Yesterday some 60 developers joined for a meeting of DotNed. The presentations were quite diverse
Hassan Fadili kicked of with a general introduction on platform tot platform communication and the role of design patterns therein. Hassan is a very faithfull DotNed visitor, this time he was on the other side of the beamer. Nervous as hell and plagued by (temporary) crutches he did a flaming talk. Good guy !
We were ready to see some real .net/java interaction in the second part of the presentation where his collegue Stephan Smetsers demonstrated the model-view-controler pattern. He did this in a Delphi 8 windows app which did not cross any boundaries at all. In the last minute of his part it became clear that the controller component he was demonstrating was not part of Delphi 8 but his own creation. It would have been nice to have heard some more on how he had created that. Chance missed.
In the second presentation Sander van de Velde showed us the Borland Enterprise Core Objects in Delphi 8. Something comparable to objectspaces. I was very much charmed by Sander’s style of presenting : clear, easy going and informative. After an introduction to model driven development, taking it as broad as possible, he did a demo on using ECO in Delphi 8. I was a little less convinced of the usability of ECO itself. It is very hard to use in a true multi-tier scenario and is a vendor lock in down to the database itself. ECO does a lot of fiddling with the databse making it hard to build another app against it without using ECO.
The first glimpse of Visual studio was not untill the third presentation. Marc van Gulik of the hosting Deco ICT solutions did a very good talk on .net remoting. (No picture available) In a couple one liner demo’s he very cleary demonstrated diffences like client side activated versus server side activated. Just quality.

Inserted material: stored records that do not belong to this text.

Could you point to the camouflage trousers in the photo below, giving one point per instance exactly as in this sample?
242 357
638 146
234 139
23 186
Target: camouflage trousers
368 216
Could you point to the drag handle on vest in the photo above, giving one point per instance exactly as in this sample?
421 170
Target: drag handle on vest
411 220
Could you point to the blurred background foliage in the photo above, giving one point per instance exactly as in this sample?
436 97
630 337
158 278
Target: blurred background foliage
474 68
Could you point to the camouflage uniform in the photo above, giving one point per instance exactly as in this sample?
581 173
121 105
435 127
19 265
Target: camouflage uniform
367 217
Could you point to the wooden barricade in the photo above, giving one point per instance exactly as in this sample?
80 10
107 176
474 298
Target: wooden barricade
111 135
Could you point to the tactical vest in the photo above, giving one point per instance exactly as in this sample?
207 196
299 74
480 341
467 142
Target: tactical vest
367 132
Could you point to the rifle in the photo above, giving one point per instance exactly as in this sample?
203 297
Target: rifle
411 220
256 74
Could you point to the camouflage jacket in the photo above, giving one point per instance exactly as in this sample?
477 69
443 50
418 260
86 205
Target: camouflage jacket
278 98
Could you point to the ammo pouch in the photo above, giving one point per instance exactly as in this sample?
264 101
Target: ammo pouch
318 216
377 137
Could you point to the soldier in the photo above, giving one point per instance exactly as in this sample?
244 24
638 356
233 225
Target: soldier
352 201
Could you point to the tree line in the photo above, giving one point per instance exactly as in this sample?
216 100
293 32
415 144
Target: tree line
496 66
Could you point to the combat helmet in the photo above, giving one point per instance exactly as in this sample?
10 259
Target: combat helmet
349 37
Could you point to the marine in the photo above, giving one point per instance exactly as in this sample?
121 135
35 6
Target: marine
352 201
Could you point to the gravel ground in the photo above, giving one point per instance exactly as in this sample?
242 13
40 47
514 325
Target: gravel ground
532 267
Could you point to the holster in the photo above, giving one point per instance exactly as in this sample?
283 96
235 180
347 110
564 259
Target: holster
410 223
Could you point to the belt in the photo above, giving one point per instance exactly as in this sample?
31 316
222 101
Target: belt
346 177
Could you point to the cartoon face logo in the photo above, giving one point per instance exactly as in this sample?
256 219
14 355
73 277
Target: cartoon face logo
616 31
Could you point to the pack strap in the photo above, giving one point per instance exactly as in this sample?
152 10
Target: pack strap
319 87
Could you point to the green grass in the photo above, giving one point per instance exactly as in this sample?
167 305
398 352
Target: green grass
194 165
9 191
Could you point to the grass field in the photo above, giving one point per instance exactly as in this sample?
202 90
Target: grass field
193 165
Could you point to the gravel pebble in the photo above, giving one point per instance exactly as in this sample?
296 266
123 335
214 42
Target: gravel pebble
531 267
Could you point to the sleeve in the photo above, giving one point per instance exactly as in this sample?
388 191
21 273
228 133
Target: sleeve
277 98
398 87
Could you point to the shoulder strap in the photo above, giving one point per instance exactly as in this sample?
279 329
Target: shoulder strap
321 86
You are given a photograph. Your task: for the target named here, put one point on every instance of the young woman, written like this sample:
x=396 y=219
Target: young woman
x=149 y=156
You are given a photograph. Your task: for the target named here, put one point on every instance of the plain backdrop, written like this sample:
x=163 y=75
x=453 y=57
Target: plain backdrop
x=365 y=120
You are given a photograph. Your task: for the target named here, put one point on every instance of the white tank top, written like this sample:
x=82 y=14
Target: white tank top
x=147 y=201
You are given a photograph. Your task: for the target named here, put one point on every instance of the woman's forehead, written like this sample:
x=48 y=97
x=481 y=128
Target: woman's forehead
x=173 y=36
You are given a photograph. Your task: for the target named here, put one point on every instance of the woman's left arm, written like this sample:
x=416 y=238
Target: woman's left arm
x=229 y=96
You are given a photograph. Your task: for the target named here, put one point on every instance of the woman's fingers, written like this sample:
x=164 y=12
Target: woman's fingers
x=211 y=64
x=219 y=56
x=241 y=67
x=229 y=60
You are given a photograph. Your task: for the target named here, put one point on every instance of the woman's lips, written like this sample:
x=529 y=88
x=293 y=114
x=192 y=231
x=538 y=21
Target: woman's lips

Peer to peer at dotned is always great thanks to the diversity of the visitors. Many of them have or had something with Delphi leading to interesting discussions. Delphi (8) for .net is a now reality but will it keep the tool in the mainstream ? It comes with a set of tools (like ECO) but how everything is integrated is another question. The tools were bought which still clearly shows through. For instance, the database key fields generated by ECO are named BoldID. BoldSoft was the creator of the tool. At the same time a lot of the Delphi developers were laid off. You do need real developers to integrate your tools. Speaking of commerce, another con is the price of Delphi. For the price of one Delphi enterprise licence you can have two years of MSDN universal. But breaking up is hard to do.
The journey home form a dotned meeting always has a special attraction. Last time I got caught in a blizzard. This time all traffic on the highway was set aside for a an alcohol check. Good ! Dutch traffic is horrible, everything helps. The kind of bumper stickers on my old (but not rusty) Volvo are quite different from the one’s Brendan suggests. In Dutch a bumper sticker (bumperklever) is somebody driving just a couple of feet behind, at a speed far over 100 km/hour. That said I hope to survive to see all of you on the next meeting.